His second though was one of amazement as he stared at the perfect pyramid of acorns by his campsite.

"The lady was as good as her word," he said to himself.

He stood up slowly; feeling and hearing his joints snap and pop as he forced movement on them.

Looking at the acorns, he decided he'd better get started or he would not finish before nightfall.

Reaching into his backpack, he removed a small leather bag he judged big enough to hold the acorns and a small dagger that shone with a dim but pearly white light in the early morning gloom. He rolled his bedroll up and placed it next to the pyramid of acorns to act as his chair.
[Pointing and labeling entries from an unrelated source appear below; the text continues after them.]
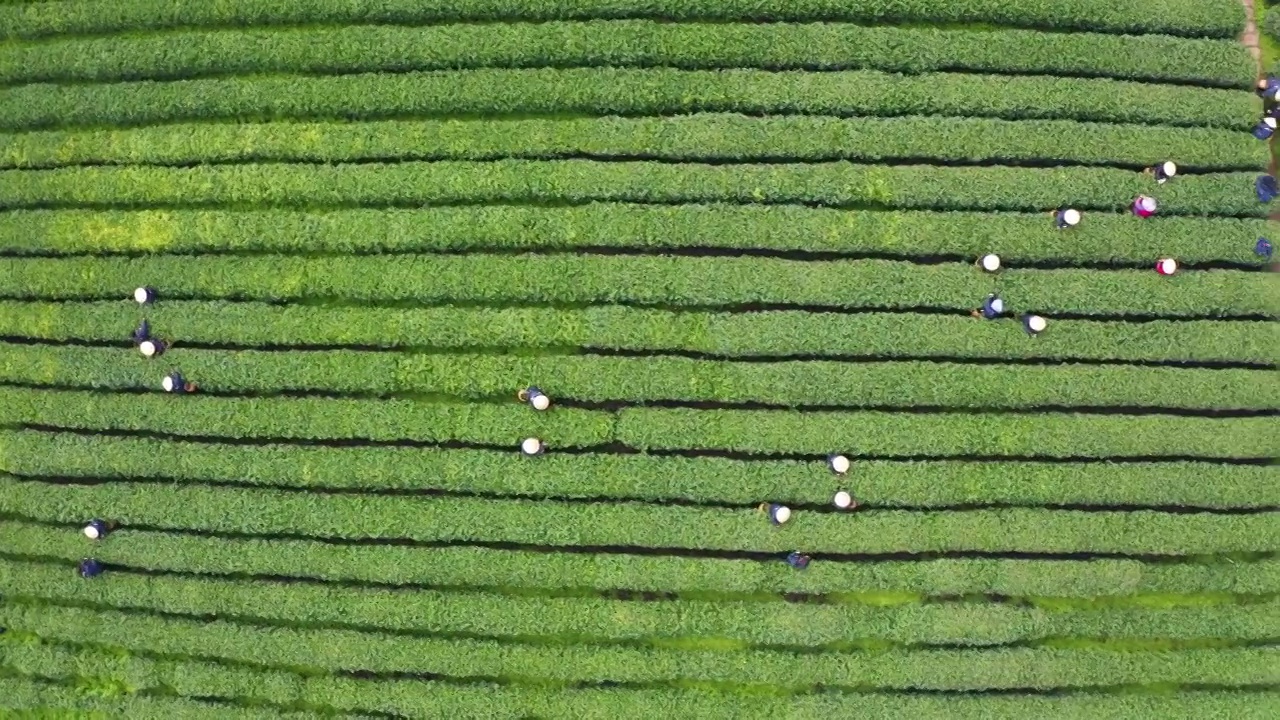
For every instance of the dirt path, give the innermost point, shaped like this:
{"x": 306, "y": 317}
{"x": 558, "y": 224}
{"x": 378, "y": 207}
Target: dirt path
{"x": 1249, "y": 37}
He picked the first acorn up and marveled at its perfection. "It is almost a shame," he thought before driving the point of the dagger into the nut and twisting it to create a small hole.
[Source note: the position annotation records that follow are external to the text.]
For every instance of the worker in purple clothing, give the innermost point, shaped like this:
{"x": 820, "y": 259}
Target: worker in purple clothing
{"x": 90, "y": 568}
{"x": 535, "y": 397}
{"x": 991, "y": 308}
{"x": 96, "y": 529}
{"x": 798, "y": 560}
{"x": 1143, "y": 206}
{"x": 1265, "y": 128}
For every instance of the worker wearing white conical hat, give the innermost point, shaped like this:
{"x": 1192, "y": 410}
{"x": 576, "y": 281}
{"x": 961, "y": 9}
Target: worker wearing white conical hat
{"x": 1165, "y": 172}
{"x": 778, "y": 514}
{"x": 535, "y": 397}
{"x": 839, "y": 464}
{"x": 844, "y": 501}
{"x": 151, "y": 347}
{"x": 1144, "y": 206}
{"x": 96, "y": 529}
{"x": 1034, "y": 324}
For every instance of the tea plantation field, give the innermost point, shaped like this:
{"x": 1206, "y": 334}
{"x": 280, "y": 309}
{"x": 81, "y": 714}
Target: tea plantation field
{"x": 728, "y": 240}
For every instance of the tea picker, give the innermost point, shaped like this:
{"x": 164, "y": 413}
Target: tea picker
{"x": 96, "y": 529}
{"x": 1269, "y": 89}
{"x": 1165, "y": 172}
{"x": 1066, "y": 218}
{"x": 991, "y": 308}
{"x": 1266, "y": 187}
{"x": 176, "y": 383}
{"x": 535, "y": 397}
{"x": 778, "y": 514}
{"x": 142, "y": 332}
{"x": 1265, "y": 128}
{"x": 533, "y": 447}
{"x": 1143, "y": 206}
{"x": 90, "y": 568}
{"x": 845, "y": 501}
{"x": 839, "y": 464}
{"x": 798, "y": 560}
As he dropped the acorn into the leather sack, a blood curdling shriek came from the oak tree.

A quick glance showed a shadow that could only come from a hideous creature was bearing down on him. Calmly he picked up the next acorn and repeated the surgery, neatly drilling a hole in the new nut.

"What are thee doing?" the creature shrieked at him.

Muddle could see craggy hideous toes and knew if he looked up he was most likely to panic and run or die or both if he looked at the fearsome visage of the creature before him.

"I am preparing the acorns for planting so that you may have sisters as soon as possible," he replied quietly.

"But thou art stabbing them with metal," the creature continued. "Thou are killing them."

"Once you have helped your tree to create the gift of the acorns, do you know how they become new trees?" asked Muddle.

The voice paused and the shadow shimmered and shrank a little before a calmer voice said, "No. I just know that the tree and I work hard to make the acorns and then they drop. Sometimes squirrels or other creatures steal them before they can become trees. Since the men came and took my sisters I have not seen any squirrels or other animals. Maybe the men killed them. That would teach them to steal my tree's children."

"No. The squirrels have not come because they need more than one tree to live. The other animals have stayed away for probably the same reason," Muddle said softly while picking up yet another acorn.

"Do you know how a tiny acorn can become a large and mighty oak tree?" Muddle continued.

The shadow grew smaller and less ferocious and the voice grew less rancorous when it replied, "Of course. The acorns fall to the ground and dig themselves into the dirt and in a season or two there are many trees."

"That is nearly true," Muddle replied.

"Nearly true? What is not true? Speak!" said the voice growing angry again and the shadow grew bigger.

Muddle picked up an acorn and held it in his hand.

"What would happen if I closed my hand and squeezed this acorn?" he asked.

"Why thou would crush it and kill it," the voice said with anger and finality. "Then I would crush thee."

Muddle closed his fingers and squeezed with all his might.

"Nooo!" cried the voice and a hand or something like a hand moved to strike Muddle's fist.

He pulled his arm back out of the way and opened his hand.

"What happened?" he asked.

The voice paused and said, "Nothing happened? But how can this be?"

"Your oak tree protects her children in a shell that is so hard it can barely be cracked by the strongest man without tools. The same thing happens when the acorns fall to the ground, they are unhurt and will lay for many years before the shell wears away enough to let water in to let the seed awaken. If I were to plant these acorns untouched, they too would sit in the ground for many years before they would awaken.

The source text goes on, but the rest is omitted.